Here are some reasons for a standard vector:
1.  Vectors are frequently used, especially in games, computer graphics, physics
simulations, numerical applications. In some cases, they may even turn up more
frequently than strings.

2.  Implementing an efficient vector is very sensitive to the specifics of the
system and the situation in which it is used.  On most modern machines, there is
some sort of SIMD hardware built specifically to handle these sorts of problems,
but taking advantage of it requires either handcrafted assembly or special
compiler intrinsics to assure the memory is properly aligned and so on.  The
other option is lazy evaluation, which can be very difficult to implement.
In practice, the best approach lies somewhere between the fully vectorized SIMD
approach and lazy evaluation. On an x86, it is best to use lazy evaluation to
break the vectors into chunks of 4 floats, then use SIMD operations to solve
each part.  Implementing this on a case by case basis is rather tedious and
usually reserved only for extremely critical performance bottlenecks.

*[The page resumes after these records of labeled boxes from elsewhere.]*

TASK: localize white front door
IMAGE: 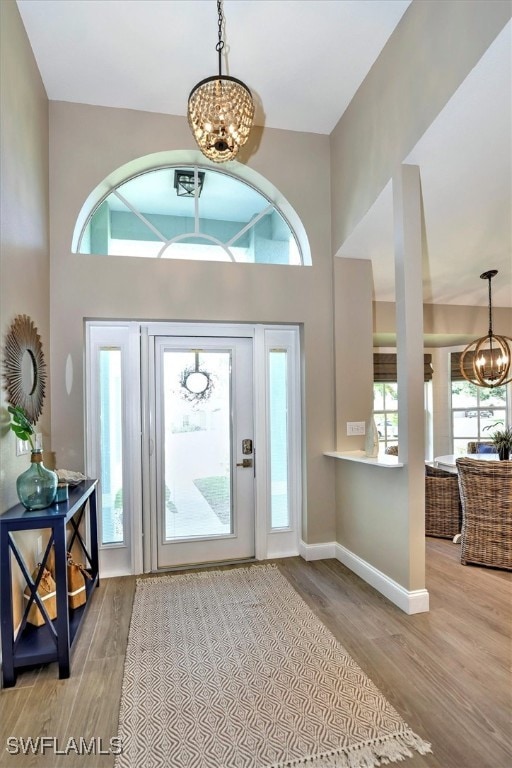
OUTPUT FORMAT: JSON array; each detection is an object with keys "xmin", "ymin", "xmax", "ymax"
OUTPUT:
[{"xmin": 151, "ymin": 336, "xmax": 255, "ymax": 569}]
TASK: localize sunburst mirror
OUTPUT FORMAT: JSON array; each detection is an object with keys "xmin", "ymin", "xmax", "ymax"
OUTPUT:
[{"xmin": 4, "ymin": 315, "xmax": 46, "ymax": 424}]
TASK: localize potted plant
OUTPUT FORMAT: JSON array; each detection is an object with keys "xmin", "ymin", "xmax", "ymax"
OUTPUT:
[
  {"xmin": 7, "ymin": 405, "xmax": 57, "ymax": 510},
  {"xmin": 491, "ymin": 427, "xmax": 512, "ymax": 461}
]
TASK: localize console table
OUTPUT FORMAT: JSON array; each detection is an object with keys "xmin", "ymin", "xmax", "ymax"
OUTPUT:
[{"xmin": 0, "ymin": 480, "xmax": 99, "ymax": 688}]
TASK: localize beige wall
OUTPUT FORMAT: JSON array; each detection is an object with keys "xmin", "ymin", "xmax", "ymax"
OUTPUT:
[
  {"xmin": 373, "ymin": 301, "xmax": 512, "ymax": 346},
  {"xmin": 0, "ymin": 2, "xmax": 51, "ymax": 625},
  {"xmin": 50, "ymin": 103, "xmax": 334, "ymax": 543},
  {"xmin": 331, "ymin": 0, "xmax": 512, "ymax": 253},
  {"xmin": 0, "ymin": 2, "xmax": 50, "ymax": 512}
]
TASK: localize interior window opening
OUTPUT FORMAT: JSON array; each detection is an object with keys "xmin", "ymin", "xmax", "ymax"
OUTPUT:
[{"xmin": 77, "ymin": 166, "xmax": 304, "ymax": 266}]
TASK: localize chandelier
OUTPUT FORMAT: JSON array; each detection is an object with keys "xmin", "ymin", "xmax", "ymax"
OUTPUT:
[
  {"xmin": 187, "ymin": 0, "xmax": 254, "ymax": 163},
  {"xmin": 460, "ymin": 269, "xmax": 512, "ymax": 389}
]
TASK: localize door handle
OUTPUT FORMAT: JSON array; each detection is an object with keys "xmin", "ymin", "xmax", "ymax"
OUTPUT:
[{"xmin": 237, "ymin": 459, "xmax": 252, "ymax": 469}]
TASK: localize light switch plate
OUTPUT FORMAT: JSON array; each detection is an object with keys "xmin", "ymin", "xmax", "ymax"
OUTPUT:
[{"xmin": 347, "ymin": 421, "xmax": 366, "ymax": 437}]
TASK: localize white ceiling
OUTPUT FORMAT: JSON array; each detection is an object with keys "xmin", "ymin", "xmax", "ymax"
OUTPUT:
[
  {"xmin": 18, "ymin": 0, "xmax": 512, "ymax": 306},
  {"xmin": 340, "ymin": 23, "xmax": 512, "ymax": 308},
  {"xmin": 14, "ymin": 0, "xmax": 410, "ymax": 134}
]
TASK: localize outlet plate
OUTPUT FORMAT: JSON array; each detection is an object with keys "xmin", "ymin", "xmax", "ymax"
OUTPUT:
[
  {"xmin": 347, "ymin": 421, "xmax": 366, "ymax": 437},
  {"xmin": 35, "ymin": 536, "xmax": 43, "ymax": 563}
]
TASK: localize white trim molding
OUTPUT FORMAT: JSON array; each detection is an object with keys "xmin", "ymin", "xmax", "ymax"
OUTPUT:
[
  {"xmin": 336, "ymin": 542, "xmax": 429, "ymax": 615},
  {"xmin": 299, "ymin": 539, "xmax": 337, "ymax": 562}
]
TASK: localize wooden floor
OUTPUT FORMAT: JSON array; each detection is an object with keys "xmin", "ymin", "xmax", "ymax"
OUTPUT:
[{"xmin": 0, "ymin": 539, "xmax": 512, "ymax": 768}]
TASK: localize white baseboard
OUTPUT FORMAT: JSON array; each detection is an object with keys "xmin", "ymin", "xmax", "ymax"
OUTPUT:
[
  {"xmin": 299, "ymin": 540, "xmax": 336, "ymax": 561},
  {"xmin": 334, "ymin": 543, "xmax": 429, "ymax": 615}
]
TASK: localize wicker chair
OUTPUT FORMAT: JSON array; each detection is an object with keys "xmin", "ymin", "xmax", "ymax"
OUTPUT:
[
  {"xmin": 425, "ymin": 464, "xmax": 462, "ymax": 539},
  {"xmin": 456, "ymin": 458, "xmax": 512, "ymax": 570}
]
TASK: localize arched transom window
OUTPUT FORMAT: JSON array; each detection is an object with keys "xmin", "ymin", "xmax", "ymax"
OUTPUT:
[{"xmin": 76, "ymin": 165, "xmax": 307, "ymax": 265}]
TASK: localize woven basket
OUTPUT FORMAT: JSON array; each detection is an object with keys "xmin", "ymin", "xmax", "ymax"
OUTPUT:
[
  {"xmin": 68, "ymin": 552, "xmax": 91, "ymax": 608},
  {"xmin": 456, "ymin": 458, "xmax": 512, "ymax": 570},
  {"xmin": 23, "ymin": 566, "xmax": 57, "ymax": 627},
  {"xmin": 425, "ymin": 464, "xmax": 462, "ymax": 539}
]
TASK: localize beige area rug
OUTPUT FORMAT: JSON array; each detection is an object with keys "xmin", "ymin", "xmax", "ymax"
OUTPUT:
[{"xmin": 116, "ymin": 566, "xmax": 430, "ymax": 768}]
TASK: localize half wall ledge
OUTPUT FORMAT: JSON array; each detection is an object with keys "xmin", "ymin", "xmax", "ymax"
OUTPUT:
[{"xmin": 324, "ymin": 451, "xmax": 404, "ymax": 469}]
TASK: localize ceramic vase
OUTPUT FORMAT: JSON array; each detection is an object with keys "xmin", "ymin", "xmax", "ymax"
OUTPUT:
[
  {"xmin": 364, "ymin": 414, "xmax": 379, "ymax": 459},
  {"xmin": 16, "ymin": 450, "xmax": 57, "ymax": 510}
]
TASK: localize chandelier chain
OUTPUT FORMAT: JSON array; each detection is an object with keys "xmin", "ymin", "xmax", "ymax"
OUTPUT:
[
  {"xmin": 488, "ymin": 276, "xmax": 492, "ymax": 338},
  {"xmin": 215, "ymin": 0, "xmax": 224, "ymax": 77}
]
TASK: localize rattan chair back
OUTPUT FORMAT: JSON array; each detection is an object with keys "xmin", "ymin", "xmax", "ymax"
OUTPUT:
[{"xmin": 456, "ymin": 458, "xmax": 512, "ymax": 570}]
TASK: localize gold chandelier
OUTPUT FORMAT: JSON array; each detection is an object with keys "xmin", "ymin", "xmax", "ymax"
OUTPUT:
[
  {"xmin": 187, "ymin": 0, "xmax": 254, "ymax": 163},
  {"xmin": 460, "ymin": 269, "xmax": 512, "ymax": 389}
]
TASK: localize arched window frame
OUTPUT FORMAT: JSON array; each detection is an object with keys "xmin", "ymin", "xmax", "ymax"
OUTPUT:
[{"xmin": 71, "ymin": 151, "xmax": 312, "ymax": 266}]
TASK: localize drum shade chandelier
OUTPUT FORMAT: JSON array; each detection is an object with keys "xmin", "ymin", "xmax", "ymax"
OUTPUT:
[
  {"xmin": 460, "ymin": 269, "xmax": 512, "ymax": 389},
  {"xmin": 187, "ymin": 0, "xmax": 254, "ymax": 163}
]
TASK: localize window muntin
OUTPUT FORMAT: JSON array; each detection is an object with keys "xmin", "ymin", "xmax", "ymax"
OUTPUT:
[
  {"xmin": 373, "ymin": 381, "xmax": 398, "ymax": 451},
  {"xmin": 268, "ymin": 349, "xmax": 290, "ymax": 529},
  {"xmin": 78, "ymin": 166, "xmax": 303, "ymax": 265},
  {"xmin": 99, "ymin": 348, "xmax": 125, "ymax": 545}
]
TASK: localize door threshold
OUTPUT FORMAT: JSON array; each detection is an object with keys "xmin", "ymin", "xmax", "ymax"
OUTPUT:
[{"xmin": 151, "ymin": 557, "xmax": 260, "ymax": 573}]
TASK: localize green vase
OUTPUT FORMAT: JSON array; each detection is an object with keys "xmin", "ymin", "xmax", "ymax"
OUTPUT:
[{"xmin": 16, "ymin": 450, "xmax": 57, "ymax": 509}]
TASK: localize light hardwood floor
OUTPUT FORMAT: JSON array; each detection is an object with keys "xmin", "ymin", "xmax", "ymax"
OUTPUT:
[{"xmin": 0, "ymin": 539, "xmax": 512, "ymax": 768}]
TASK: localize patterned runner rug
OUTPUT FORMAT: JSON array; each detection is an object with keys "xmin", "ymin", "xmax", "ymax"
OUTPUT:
[{"xmin": 116, "ymin": 565, "xmax": 430, "ymax": 768}]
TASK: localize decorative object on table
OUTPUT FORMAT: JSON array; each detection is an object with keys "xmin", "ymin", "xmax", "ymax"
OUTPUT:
[
  {"xmin": 55, "ymin": 469, "xmax": 87, "ymax": 486},
  {"xmin": 364, "ymin": 414, "xmax": 379, "ymax": 459},
  {"xmin": 491, "ymin": 427, "xmax": 512, "ymax": 461},
  {"xmin": 457, "ymin": 458, "xmax": 512, "ymax": 571},
  {"xmin": 23, "ymin": 563, "xmax": 57, "ymax": 627},
  {"xmin": 16, "ymin": 449, "xmax": 57, "ymax": 510},
  {"xmin": 460, "ymin": 269, "xmax": 512, "ymax": 389},
  {"xmin": 55, "ymin": 484, "xmax": 69, "ymax": 504},
  {"xmin": 115, "ymin": 565, "xmax": 431, "ymax": 768},
  {"xmin": 4, "ymin": 315, "xmax": 46, "ymax": 424},
  {"xmin": 68, "ymin": 552, "xmax": 92, "ymax": 608},
  {"xmin": 187, "ymin": 0, "xmax": 254, "ymax": 163},
  {"xmin": 7, "ymin": 405, "xmax": 57, "ymax": 510}
]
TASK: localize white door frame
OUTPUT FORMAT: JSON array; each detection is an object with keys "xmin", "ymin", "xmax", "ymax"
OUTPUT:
[{"xmin": 86, "ymin": 320, "xmax": 303, "ymax": 577}]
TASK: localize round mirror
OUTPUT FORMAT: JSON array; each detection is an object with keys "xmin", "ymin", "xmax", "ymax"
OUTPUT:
[{"xmin": 4, "ymin": 315, "xmax": 46, "ymax": 424}]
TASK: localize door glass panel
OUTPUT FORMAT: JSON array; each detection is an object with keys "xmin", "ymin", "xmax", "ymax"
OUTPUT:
[
  {"xmin": 99, "ymin": 349, "xmax": 124, "ymax": 544},
  {"xmin": 269, "ymin": 349, "xmax": 290, "ymax": 528},
  {"xmin": 160, "ymin": 349, "xmax": 233, "ymax": 542}
]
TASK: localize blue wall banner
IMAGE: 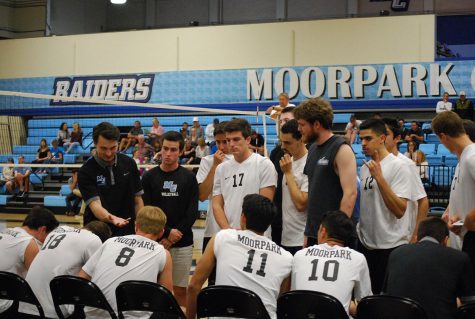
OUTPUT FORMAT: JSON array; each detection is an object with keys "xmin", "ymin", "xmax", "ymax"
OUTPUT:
[{"xmin": 0, "ymin": 60, "xmax": 475, "ymax": 115}]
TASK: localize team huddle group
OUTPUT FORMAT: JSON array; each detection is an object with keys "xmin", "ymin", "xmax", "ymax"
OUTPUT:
[{"xmin": 0, "ymin": 96, "xmax": 475, "ymax": 318}]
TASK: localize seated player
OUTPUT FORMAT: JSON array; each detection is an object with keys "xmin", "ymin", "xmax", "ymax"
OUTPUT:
[
  {"xmin": 291, "ymin": 211, "xmax": 372, "ymax": 316},
  {"xmin": 186, "ymin": 194, "xmax": 292, "ymax": 319},
  {"xmin": 79, "ymin": 206, "xmax": 173, "ymax": 318},
  {"xmin": 20, "ymin": 220, "xmax": 112, "ymax": 318},
  {"xmin": 0, "ymin": 206, "xmax": 59, "ymax": 313},
  {"xmin": 383, "ymin": 217, "xmax": 475, "ymax": 319}
]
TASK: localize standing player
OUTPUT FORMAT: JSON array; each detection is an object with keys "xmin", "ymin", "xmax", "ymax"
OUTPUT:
[
  {"xmin": 291, "ymin": 211, "xmax": 371, "ymax": 316},
  {"xmin": 142, "ymin": 131, "xmax": 198, "ymax": 306},
  {"xmin": 20, "ymin": 220, "xmax": 112, "ymax": 318},
  {"xmin": 186, "ymin": 194, "xmax": 292, "ymax": 319},
  {"xmin": 357, "ymin": 118, "xmax": 411, "ymax": 294},
  {"xmin": 432, "ymin": 112, "xmax": 475, "ymax": 271},
  {"xmin": 383, "ymin": 118, "xmax": 429, "ymax": 243},
  {"xmin": 79, "ymin": 206, "xmax": 173, "ymax": 318},
  {"xmin": 269, "ymin": 106, "xmax": 295, "ymax": 245},
  {"xmin": 0, "ymin": 206, "xmax": 59, "ymax": 318},
  {"xmin": 280, "ymin": 120, "xmax": 308, "ymax": 255},
  {"xmin": 78, "ymin": 122, "xmax": 143, "ymax": 236},
  {"xmin": 196, "ymin": 122, "xmax": 232, "ymax": 285},
  {"xmin": 294, "ymin": 98, "xmax": 357, "ymax": 246},
  {"xmin": 213, "ymin": 119, "xmax": 277, "ymax": 234}
]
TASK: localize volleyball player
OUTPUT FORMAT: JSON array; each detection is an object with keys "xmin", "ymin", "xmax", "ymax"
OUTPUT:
[
  {"xmin": 383, "ymin": 118, "xmax": 429, "ymax": 243},
  {"xmin": 280, "ymin": 120, "xmax": 308, "ymax": 255},
  {"xmin": 20, "ymin": 220, "xmax": 112, "ymax": 318},
  {"xmin": 294, "ymin": 98, "xmax": 358, "ymax": 246},
  {"xmin": 213, "ymin": 119, "xmax": 277, "ymax": 234},
  {"xmin": 0, "ymin": 206, "xmax": 59, "ymax": 318},
  {"xmin": 357, "ymin": 118, "xmax": 412, "ymax": 294},
  {"xmin": 432, "ymin": 112, "xmax": 475, "ymax": 272},
  {"xmin": 291, "ymin": 211, "xmax": 372, "ymax": 316},
  {"xmin": 186, "ymin": 194, "xmax": 292, "ymax": 319},
  {"xmin": 79, "ymin": 206, "xmax": 173, "ymax": 318}
]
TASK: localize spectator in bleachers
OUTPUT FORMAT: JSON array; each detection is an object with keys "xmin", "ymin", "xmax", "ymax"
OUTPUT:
[
  {"xmin": 192, "ymin": 137, "xmax": 210, "ymax": 164},
  {"xmin": 2, "ymin": 157, "xmax": 18, "ymax": 194},
  {"xmin": 249, "ymin": 130, "xmax": 264, "ymax": 156},
  {"xmin": 180, "ymin": 122, "xmax": 190, "ymax": 140},
  {"xmin": 148, "ymin": 117, "xmax": 165, "ymax": 145},
  {"xmin": 188, "ymin": 127, "xmax": 200, "ymax": 146},
  {"xmin": 463, "ymin": 120, "xmax": 475, "ymax": 143},
  {"xmin": 345, "ymin": 114, "xmax": 361, "ymax": 144},
  {"xmin": 119, "ymin": 121, "xmax": 143, "ymax": 152},
  {"xmin": 63, "ymin": 123, "xmax": 83, "ymax": 154},
  {"xmin": 180, "ymin": 140, "xmax": 196, "ymax": 165},
  {"xmin": 405, "ymin": 121, "xmax": 424, "ymax": 145},
  {"xmin": 416, "ymin": 150, "xmax": 429, "ymax": 183},
  {"xmin": 31, "ymin": 138, "xmax": 52, "ymax": 174},
  {"xmin": 66, "ymin": 169, "xmax": 82, "ymax": 216},
  {"xmin": 205, "ymin": 118, "xmax": 219, "ymax": 146},
  {"xmin": 404, "ymin": 141, "xmax": 417, "ymax": 162},
  {"xmin": 56, "ymin": 122, "xmax": 71, "ymax": 146},
  {"xmin": 435, "ymin": 92, "xmax": 452, "ymax": 114},
  {"xmin": 13, "ymin": 155, "xmax": 31, "ymax": 197},
  {"xmin": 193, "ymin": 116, "xmax": 205, "ymax": 139},
  {"xmin": 134, "ymin": 135, "xmax": 153, "ymax": 163},
  {"xmin": 454, "ymin": 91, "xmax": 473, "ymax": 120},
  {"xmin": 48, "ymin": 140, "xmax": 64, "ymax": 164},
  {"xmin": 398, "ymin": 119, "xmax": 408, "ymax": 141}
]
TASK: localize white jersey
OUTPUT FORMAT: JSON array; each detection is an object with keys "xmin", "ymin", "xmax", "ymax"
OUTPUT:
[
  {"xmin": 196, "ymin": 155, "xmax": 233, "ymax": 237},
  {"xmin": 214, "ymin": 229, "xmax": 292, "ymax": 319},
  {"xmin": 282, "ymin": 154, "xmax": 308, "ymax": 247},
  {"xmin": 356, "ymin": 154, "xmax": 412, "ymax": 249},
  {"xmin": 213, "ymin": 153, "xmax": 277, "ymax": 228},
  {"xmin": 0, "ymin": 227, "xmax": 39, "ymax": 313},
  {"xmin": 291, "ymin": 243, "xmax": 372, "ymax": 313},
  {"xmin": 83, "ymin": 235, "xmax": 166, "ymax": 318},
  {"xmin": 449, "ymin": 143, "xmax": 475, "ymax": 250},
  {"xmin": 397, "ymin": 153, "xmax": 427, "ymax": 241},
  {"xmin": 20, "ymin": 226, "xmax": 102, "ymax": 318}
]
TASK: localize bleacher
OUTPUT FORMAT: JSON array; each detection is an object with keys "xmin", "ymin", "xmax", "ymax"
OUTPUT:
[{"xmin": 0, "ymin": 113, "xmax": 457, "ymax": 212}]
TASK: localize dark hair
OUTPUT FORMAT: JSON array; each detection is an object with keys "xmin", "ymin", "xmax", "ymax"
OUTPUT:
[
  {"xmin": 161, "ymin": 131, "xmax": 185, "ymax": 151},
  {"xmin": 280, "ymin": 119, "xmax": 302, "ymax": 140},
  {"xmin": 23, "ymin": 206, "xmax": 59, "ymax": 233},
  {"xmin": 383, "ymin": 117, "xmax": 401, "ymax": 137},
  {"xmin": 321, "ymin": 210, "xmax": 353, "ymax": 244},
  {"xmin": 92, "ymin": 122, "xmax": 120, "ymax": 144},
  {"xmin": 242, "ymin": 194, "xmax": 277, "ymax": 233},
  {"xmin": 432, "ymin": 112, "xmax": 465, "ymax": 137},
  {"xmin": 294, "ymin": 97, "xmax": 333, "ymax": 130},
  {"xmin": 463, "ymin": 120, "xmax": 475, "ymax": 143},
  {"xmin": 84, "ymin": 220, "xmax": 112, "ymax": 242},
  {"xmin": 280, "ymin": 106, "xmax": 295, "ymax": 114},
  {"xmin": 224, "ymin": 119, "xmax": 251, "ymax": 138},
  {"xmin": 417, "ymin": 217, "xmax": 449, "ymax": 243},
  {"xmin": 213, "ymin": 121, "xmax": 228, "ymax": 136},
  {"xmin": 360, "ymin": 117, "xmax": 387, "ymax": 135}
]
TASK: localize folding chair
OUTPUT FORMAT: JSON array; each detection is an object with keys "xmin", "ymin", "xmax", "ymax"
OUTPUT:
[
  {"xmin": 197, "ymin": 286, "xmax": 270, "ymax": 319},
  {"xmin": 0, "ymin": 271, "xmax": 45, "ymax": 318},
  {"xmin": 455, "ymin": 300, "xmax": 475, "ymax": 319},
  {"xmin": 49, "ymin": 275, "xmax": 117, "ymax": 319},
  {"xmin": 277, "ymin": 290, "xmax": 348, "ymax": 319},
  {"xmin": 115, "ymin": 280, "xmax": 186, "ymax": 319},
  {"xmin": 356, "ymin": 295, "xmax": 428, "ymax": 319}
]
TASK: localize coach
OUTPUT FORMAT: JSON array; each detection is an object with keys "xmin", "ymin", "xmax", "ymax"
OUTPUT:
[{"xmin": 78, "ymin": 122, "xmax": 143, "ymax": 236}]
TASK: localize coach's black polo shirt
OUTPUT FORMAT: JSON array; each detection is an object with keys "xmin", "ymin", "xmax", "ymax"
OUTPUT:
[{"xmin": 78, "ymin": 154, "xmax": 143, "ymax": 236}]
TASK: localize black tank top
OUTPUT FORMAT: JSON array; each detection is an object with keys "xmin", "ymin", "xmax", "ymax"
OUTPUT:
[{"xmin": 304, "ymin": 135, "xmax": 346, "ymax": 238}]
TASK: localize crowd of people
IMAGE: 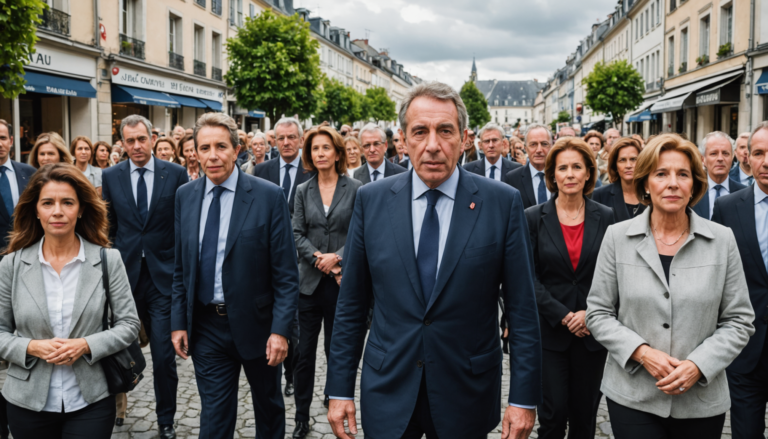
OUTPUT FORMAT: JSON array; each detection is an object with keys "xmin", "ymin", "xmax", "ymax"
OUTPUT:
[{"xmin": 0, "ymin": 83, "xmax": 768, "ymax": 439}]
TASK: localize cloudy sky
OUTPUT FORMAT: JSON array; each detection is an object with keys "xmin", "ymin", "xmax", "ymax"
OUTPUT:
[{"xmin": 294, "ymin": 0, "xmax": 616, "ymax": 88}]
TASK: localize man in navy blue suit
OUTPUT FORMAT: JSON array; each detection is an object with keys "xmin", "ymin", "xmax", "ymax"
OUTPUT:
[
  {"xmin": 171, "ymin": 113, "xmax": 299, "ymax": 439},
  {"xmin": 712, "ymin": 122, "xmax": 768, "ymax": 438},
  {"xmin": 325, "ymin": 83, "xmax": 542, "ymax": 439},
  {"xmin": 101, "ymin": 115, "xmax": 189, "ymax": 439}
]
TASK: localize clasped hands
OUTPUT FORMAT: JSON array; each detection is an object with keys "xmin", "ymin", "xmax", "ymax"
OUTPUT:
[
  {"xmin": 27, "ymin": 338, "xmax": 91, "ymax": 366},
  {"xmin": 631, "ymin": 345, "xmax": 702, "ymax": 395}
]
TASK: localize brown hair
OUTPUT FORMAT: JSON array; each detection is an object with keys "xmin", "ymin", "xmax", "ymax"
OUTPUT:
[
  {"xmin": 301, "ymin": 126, "xmax": 347, "ymax": 175},
  {"xmin": 608, "ymin": 137, "xmax": 643, "ymax": 183},
  {"xmin": 152, "ymin": 137, "xmax": 179, "ymax": 164},
  {"xmin": 27, "ymin": 133, "xmax": 73, "ymax": 168},
  {"xmin": 635, "ymin": 134, "xmax": 708, "ymax": 206},
  {"xmin": 69, "ymin": 136, "xmax": 96, "ymax": 163},
  {"xmin": 544, "ymin": 136, "xmax": 597, "ymax": 195},
  {"xmin": 5, "ymin": 163, "xmax": 109, "ymax": 254}
]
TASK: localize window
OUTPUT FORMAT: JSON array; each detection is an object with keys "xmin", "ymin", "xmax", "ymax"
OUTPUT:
[
  {"xmin": 699, "ymin": 15, "xmax": 709, "ymax": 58},
  {"xmin": 720, "ymin": 3, "xmax": 733, "ymax": 49}
]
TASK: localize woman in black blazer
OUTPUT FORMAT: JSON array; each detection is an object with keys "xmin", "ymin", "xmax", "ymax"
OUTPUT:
[
  {"xmin": 525, "ymin": 137, "xmax": 614, "ymax": 439},
  {"xmin": 592, "ymin": 137, "xmax": 646, "ymax": 223}
]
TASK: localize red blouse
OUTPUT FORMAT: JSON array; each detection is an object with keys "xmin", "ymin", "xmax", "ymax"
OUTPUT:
[{"xmin": 560, "ymin": 223, "xmax": 584, "ymax": 271}]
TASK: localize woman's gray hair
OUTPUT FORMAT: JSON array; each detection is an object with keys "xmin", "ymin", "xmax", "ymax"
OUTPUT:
[
  {"xmin": 398, "ymin": 81, "xmax": 469, "ymax": 137},
  {"xmin": 272, "ymin": 117, "xmax": 304, "ymax": 137},
  {"xmin": 357, "ymin": 123, "xmax": 387, "ymax": 145},
  {"xmin": 194, "ymin": 113, "xmax": 240, "ymax": 149},
  {"xmin": 120, "ymin": 114, "xmax": 152, "ymax": 141}
]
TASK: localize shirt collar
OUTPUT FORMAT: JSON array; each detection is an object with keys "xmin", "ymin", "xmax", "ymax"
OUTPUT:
[
  {"xmin": 752, "ymin": 183, "xmax": 768, "ymax": 204},
  {"xmin": 205, "ymin": 167, "xmax": 240, "ymax": 195},
  {"xmin": 37, "ymin": 233, "xmax": 85, "ymax": 266},
  {"xmin": 128, "ymin": 156, "xmax": 155, "ymax": 173},
  {"xmin": 411, "ymin": 165, "xmax": 459, "ymax": 200},
  {"xmin": 280, "ymin": 154, "xmax": 301, "ymax": 169}
]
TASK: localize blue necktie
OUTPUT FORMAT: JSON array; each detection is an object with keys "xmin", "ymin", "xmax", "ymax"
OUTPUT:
[
  {"xmin": 536, "ymin": 172, "xmax": 547, "ymax": 204},
  {"xmin": 416, "ymin": 189, "xmax": 442, "ymax": 304},
  {"xmin": 283, "ymin": 163, "xmax": 293, "ymax": 200},
  {"xmin": 0, "ymin": 166, "xmax": 13, "ymax": 217},
  {"xmin": 136, "ymin": 168, "xmax": 149, "ymax": 226},
  {"xmin": 197, "ymin": 186, "xmax": 224, "ymax": 305}
]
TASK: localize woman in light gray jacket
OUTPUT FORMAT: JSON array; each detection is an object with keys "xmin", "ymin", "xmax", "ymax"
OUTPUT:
[
  {"xmin": 586, "ymin": 134, "xmax": 755, "ymax": 439},
  {"xmin": 0, "ymin": 163, "xmax": 140, "ymax": 439}
]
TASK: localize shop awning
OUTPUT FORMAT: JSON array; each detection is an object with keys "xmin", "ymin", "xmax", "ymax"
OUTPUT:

3.  There are many redundant implementations of vectors floating around, all of
which contain essentially the same components.  A standardized implementation
would make it easier to write common objects like physics engines and graphics
wrappers that would all work together.


I've noticed that on the array page, there is a section on array operations.  If
properly implemented, these may be a good start.  However, it would still be
nice to have a library for higher mathematics as part of a standard library.


I agree, but I think that if the proposed array operations were implemented, a mathematics library would not be too difficult to write (at least, much simpler than for any other language), and could be really fantastic. As a previous poster said, there are two very different groups of users: (a) high-speed, low accuracy. Especially for graphics and games, usually using 3-D vectors, 4x4 matrices. These will use SIMD if available. (b) scientific, high accuracy requirements. May use vectors of reals. Matrices and vectors will be large, and the size is usually unknown at compile time. Group (a) is bigger by far. But I spend most of my time in group (b). I really think that it is a mistake to think that these groups are tightly linked. My scientific physics work normally uses 3D and 4D vectors of 80-bit reals. You'd never do that in game physics, and the presence of SIMD means that the resulting asm code is completely different (and therefore, the poor compiler writer has to write different optimisers for each group). I think it would be helpful to state what you'd like to see in such a library, because your introductory comments suggest you're in group (a), which I have a lot less experience with. I suspect they may be easier to implement. Group (b) has the BLAS as a basic standard, I'm not aware of any similar standard for group (a).
 When it comes to higher math, I've found that usually easier to use
 another tool side by side with my C or D code specifically designed for
 that purpose. Most of the time I just spawn J process(www.jsoftware.com)
 along with my D application and pass the data back and forth using IPC or
 J's C API.

I had a look. Wow! J would have to be least readable language I've seen since Forth! :-)
 The matrix math and such all run about %60 to %70 faster than when I had
 hand coded the routines in C or D.

Something must be wrong. Were you using an optimised BLAS library? What sort of operations are you performing?
 Trivial array operations don't need to take such an approach, but when
 it's needed, it really is needed.
 
 Other than that D kicks ass.

Yes, but I also think it has many of the ingredients needed to knock the socks off everything else in linear algebra, too. Someday. -Don.